I shook myself. There was a wriggling, scurrying sound. I looked down. Where my hand pressed to the ground, the grass had grown around it, sending little shoots up between my fingers. As I watched, they withdrew, retreating back into the soil.
I jolted myself awake. What was I doing? I had let myself be lulled by the peace. I was tired and hungry. I had let my head fall forward and fallen asleep where I sat. I shot to my feet, suddenly realising the danger I was in.
If I fell asleep here, I would never wake up. The grass would pull me down and strangle me until I was immobile and unconscious, but not dead. No, it wouldn't want me dead. With Sam it could survive for a long time. If it kept him and hoarded him, he would feed the glade for as long as he lived, maybe for another forty years.
But me? I was fey.
If it could overcome me, it would have my full fey lifespan to feed on me. I could keep it alive for hundreds of years. I would be the meal that never ran out, the well that never ran dry.

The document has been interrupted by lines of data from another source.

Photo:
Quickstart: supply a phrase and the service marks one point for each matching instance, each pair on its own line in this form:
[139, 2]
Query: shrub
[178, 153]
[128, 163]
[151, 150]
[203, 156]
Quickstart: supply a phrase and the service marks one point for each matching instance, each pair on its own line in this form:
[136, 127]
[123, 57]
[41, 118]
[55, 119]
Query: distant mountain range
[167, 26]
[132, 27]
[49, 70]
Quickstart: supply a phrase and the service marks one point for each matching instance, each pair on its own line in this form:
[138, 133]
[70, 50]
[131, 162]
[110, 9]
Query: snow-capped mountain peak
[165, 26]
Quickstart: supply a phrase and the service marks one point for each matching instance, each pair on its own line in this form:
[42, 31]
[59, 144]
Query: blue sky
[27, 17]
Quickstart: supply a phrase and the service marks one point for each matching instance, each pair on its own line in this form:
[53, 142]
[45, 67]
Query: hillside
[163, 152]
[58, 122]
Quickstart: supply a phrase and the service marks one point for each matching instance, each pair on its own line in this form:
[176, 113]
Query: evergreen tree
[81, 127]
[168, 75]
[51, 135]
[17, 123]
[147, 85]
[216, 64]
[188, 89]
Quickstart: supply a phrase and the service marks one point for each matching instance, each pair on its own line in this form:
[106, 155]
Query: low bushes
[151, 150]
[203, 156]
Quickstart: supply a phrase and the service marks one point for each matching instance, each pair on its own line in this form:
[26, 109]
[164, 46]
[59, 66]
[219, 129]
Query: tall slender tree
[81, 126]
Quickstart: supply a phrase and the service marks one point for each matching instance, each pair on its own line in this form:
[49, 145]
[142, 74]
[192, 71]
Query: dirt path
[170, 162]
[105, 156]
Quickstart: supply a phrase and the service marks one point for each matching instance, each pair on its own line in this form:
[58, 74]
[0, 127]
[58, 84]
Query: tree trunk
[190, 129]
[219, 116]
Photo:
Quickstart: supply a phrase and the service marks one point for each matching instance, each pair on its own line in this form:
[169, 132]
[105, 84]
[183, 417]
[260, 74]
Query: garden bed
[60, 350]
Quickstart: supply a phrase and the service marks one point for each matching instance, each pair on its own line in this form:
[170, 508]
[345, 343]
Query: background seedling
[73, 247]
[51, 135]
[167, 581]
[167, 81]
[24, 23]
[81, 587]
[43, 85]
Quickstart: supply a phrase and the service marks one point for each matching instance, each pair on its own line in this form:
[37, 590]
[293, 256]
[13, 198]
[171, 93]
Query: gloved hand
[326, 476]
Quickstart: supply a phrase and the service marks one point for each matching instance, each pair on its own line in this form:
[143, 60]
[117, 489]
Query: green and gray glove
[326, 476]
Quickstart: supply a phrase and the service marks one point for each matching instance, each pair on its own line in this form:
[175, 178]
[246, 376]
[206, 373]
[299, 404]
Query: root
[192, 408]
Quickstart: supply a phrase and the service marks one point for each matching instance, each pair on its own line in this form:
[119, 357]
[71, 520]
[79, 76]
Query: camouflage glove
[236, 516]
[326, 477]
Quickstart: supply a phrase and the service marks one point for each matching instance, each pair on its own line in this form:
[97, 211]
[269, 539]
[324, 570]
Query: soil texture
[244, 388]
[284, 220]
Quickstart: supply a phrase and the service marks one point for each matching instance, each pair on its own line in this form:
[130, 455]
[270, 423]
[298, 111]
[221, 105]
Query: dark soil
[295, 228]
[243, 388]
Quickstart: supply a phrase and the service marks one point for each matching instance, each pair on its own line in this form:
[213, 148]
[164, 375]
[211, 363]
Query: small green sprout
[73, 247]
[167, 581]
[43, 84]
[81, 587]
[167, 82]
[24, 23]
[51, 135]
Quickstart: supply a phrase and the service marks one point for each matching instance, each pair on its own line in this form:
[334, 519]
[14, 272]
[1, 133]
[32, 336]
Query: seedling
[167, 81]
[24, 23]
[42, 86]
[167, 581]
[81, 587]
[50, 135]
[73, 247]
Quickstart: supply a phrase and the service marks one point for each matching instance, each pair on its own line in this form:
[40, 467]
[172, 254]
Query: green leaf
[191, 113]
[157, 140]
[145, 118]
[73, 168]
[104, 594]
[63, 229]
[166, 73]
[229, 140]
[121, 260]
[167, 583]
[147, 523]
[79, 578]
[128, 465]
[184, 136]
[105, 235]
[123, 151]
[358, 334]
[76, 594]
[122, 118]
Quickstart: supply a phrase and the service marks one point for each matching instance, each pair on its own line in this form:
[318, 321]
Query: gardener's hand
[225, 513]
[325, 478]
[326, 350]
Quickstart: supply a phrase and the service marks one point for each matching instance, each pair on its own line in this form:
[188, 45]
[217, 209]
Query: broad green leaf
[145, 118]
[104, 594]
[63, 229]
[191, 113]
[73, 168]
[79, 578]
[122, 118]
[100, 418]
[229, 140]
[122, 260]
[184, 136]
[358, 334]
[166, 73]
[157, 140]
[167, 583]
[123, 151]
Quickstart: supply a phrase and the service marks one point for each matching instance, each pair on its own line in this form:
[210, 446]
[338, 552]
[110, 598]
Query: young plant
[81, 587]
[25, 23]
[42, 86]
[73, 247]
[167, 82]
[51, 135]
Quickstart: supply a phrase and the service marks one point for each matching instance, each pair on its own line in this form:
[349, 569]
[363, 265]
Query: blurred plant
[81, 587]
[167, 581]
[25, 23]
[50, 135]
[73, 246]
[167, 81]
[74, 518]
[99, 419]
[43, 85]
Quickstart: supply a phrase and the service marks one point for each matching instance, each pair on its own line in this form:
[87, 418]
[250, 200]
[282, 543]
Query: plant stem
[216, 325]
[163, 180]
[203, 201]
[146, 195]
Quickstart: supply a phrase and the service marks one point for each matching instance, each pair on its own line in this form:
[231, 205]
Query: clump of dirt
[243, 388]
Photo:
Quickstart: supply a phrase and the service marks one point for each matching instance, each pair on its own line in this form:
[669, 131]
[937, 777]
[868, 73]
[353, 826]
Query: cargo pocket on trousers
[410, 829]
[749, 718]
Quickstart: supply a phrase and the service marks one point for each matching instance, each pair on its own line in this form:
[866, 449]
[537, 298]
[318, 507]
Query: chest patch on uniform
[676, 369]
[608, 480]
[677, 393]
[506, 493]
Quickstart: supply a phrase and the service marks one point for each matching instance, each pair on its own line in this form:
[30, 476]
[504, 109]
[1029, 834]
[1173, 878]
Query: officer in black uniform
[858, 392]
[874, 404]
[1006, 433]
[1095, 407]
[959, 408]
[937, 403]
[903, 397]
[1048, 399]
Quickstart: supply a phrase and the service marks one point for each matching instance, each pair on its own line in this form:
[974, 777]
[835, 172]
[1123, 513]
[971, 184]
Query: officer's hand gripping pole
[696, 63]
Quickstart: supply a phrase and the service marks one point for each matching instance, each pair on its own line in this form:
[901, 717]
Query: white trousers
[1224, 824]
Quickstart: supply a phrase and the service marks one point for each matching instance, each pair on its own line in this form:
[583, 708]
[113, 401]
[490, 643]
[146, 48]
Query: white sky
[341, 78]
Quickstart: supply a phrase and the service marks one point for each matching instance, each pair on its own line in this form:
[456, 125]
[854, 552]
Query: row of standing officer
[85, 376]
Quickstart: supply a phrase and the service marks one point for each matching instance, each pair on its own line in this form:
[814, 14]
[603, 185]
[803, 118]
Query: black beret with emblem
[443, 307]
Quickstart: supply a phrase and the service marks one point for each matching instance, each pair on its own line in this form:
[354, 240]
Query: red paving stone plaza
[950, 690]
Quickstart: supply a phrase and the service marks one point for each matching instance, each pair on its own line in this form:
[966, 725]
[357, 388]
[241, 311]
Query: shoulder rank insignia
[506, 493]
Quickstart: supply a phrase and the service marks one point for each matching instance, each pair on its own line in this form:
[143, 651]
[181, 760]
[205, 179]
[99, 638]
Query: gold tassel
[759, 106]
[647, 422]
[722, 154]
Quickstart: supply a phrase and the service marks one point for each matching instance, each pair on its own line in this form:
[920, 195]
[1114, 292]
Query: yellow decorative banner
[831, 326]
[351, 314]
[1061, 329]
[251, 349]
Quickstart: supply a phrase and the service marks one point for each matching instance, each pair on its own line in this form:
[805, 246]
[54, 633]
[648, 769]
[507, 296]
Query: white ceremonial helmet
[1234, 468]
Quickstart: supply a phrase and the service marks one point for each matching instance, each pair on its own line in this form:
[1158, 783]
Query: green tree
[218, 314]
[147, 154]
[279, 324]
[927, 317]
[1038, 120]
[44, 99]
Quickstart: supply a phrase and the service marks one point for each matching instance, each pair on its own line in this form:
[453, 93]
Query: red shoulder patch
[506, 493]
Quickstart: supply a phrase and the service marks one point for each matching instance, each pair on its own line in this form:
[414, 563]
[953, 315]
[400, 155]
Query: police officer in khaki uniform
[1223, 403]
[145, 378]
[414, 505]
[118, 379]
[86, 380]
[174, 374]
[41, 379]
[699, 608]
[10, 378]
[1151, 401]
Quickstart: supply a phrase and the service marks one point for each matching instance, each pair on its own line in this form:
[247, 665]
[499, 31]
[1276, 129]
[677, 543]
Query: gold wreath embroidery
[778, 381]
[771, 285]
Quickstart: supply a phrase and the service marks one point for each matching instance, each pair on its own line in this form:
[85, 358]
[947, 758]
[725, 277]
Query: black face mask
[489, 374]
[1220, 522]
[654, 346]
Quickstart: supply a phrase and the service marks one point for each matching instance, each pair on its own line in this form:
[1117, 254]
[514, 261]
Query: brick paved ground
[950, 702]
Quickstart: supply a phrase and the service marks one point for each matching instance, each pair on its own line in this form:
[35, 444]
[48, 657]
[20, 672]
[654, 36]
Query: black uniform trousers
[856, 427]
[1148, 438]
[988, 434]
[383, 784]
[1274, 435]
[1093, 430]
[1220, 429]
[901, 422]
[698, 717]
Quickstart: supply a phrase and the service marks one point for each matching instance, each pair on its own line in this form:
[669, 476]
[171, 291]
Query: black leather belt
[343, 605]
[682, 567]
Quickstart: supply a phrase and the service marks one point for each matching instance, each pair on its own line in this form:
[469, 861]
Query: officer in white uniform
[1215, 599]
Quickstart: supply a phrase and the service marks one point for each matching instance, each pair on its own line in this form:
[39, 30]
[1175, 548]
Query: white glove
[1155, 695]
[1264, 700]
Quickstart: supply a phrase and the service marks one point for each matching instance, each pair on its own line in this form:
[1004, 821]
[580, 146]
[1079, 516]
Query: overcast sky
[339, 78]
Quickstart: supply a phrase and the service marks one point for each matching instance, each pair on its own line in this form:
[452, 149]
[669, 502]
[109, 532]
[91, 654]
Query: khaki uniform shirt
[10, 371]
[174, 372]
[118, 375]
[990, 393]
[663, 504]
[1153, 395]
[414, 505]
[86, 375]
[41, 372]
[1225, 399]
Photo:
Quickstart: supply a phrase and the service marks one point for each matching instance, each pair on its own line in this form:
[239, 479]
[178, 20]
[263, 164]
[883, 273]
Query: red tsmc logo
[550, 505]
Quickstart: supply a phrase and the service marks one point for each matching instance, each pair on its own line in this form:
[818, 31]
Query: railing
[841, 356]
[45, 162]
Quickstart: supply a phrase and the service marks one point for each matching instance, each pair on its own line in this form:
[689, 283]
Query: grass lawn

All it had to do was wait, and it was very good at waiting.
EIGHTEEN
I made myself walk up and down. If I fell asleep I was worse than dead, but that only made the exhaustion more acute. My throat felt dry and my bones ached from the cold. I needed to get back, but where was the exit?
I thought about bringing others. Maybe if I summoned Debbie? She had a strange idea of what constituted fun – maybe she would like it here. Ultimately, though, that would be fruitless. Whoever I brought here, when they had gone, I would still be left. Unless I could think of a way to escape, I was going to be the meal on tap for as long as I lived.
I tried delving into the ground, sending fingers of gallowfyre questing deep into the soil. There was nothing. It was as if the fey had developed the glade as armour. The glade was the fey, but only in the sense that my hair or my nails were me. I could cut them off and it would neither hurt nor harm me, but they were still me. The fey was like that. Somewhere under the layers of soil and the fringe of forest was a creature, but I was damned if I could find it.
I tried tempting it, sitting on the grass looking as if I was asleep. It ignored me. I tried hurting it, pulling out little tufts of grass until I had a bare patch several feet across. As soon as my back was turned the grass grew again. I walked steadily towards the trees, testing whether there was a limit to how far I could go before I would make some progress. If there was a limit, I didn't reach it.
The cold was creeping into my bones and the exhausting day and lack of food were starting to get to me. Eventually I would fall asleep, and then I would be in real trouble. I sat back on the grass, determined to think, and not under any circumstances to fall asleep.
I tried to think of some way to summon help. I shouted for Garvin, and then Blackbird, to no effect. There was no surface in the glade that would reflect, nothing I could use as a mirror. My imagination conjured the fey that was the glade watching this from a distance, realising with smug satisfaction how increasingly desperate I was becoming.